Ho provato a lungo il gioco sulla strage del Columbine, di cui ha parlato tra i primi Repubblica.it.
Con cognizione di causa, mi associo a coloro che difendono il gioco. E’ uno strumento per capire (il che è necessario per evitare il ripetersi), non per esaltare il delitto.
Ci sono lunghe scene dove si mostrano le depressioni dei due ragazzi, il loro sentirsi esclusi ed essere trattati da diversi. In alcuni casi è davvero poetico.
Il gioco non giustifica ma invita a capire, quindi è un po’ come il film Elephant.
Non bisogna farsi ingannare dal fatto che ci mette nel ruolo degli autori della strage. In realtà c’è un problema di fondo: la gente non capisce il significato dei videogiochi. Poiché il protagonista è cattivo si sottinttende che l’opera sia un’esaltazione della violenza. Un po’ come in passato si condannavano i libri dove il protagonista faceva cose immorali.
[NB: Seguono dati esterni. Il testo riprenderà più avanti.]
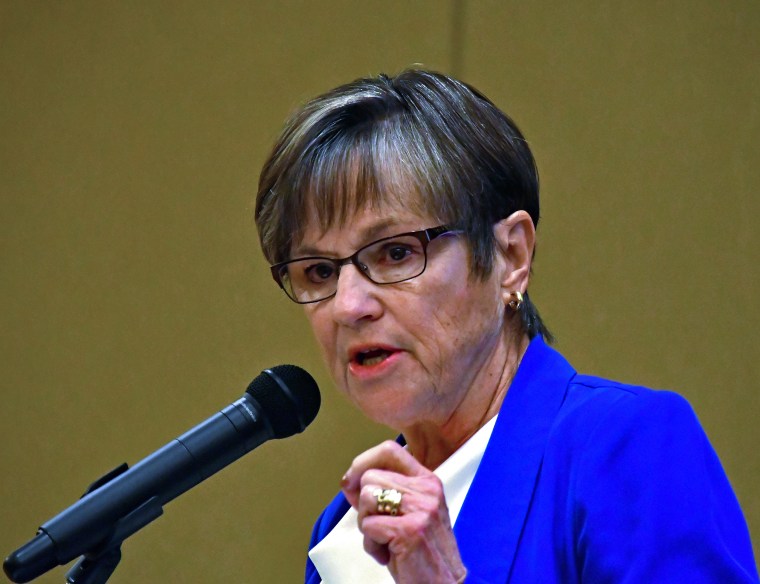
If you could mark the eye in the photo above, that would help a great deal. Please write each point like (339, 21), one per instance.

Non bisogna identificare la morale del protagonista con il messaggio o con il pensiero dell’autore.
Fra qualche anno lo si capirà che vale anche per i videogiochi, nonostante il processo di interazione che suggerisce una più marcata identificazione.
Certo, le scene di violenza del gioco sono superficiali e ripetitive, ma credo che sia un limite dello strumetno usato dagli autori (RPG Maker).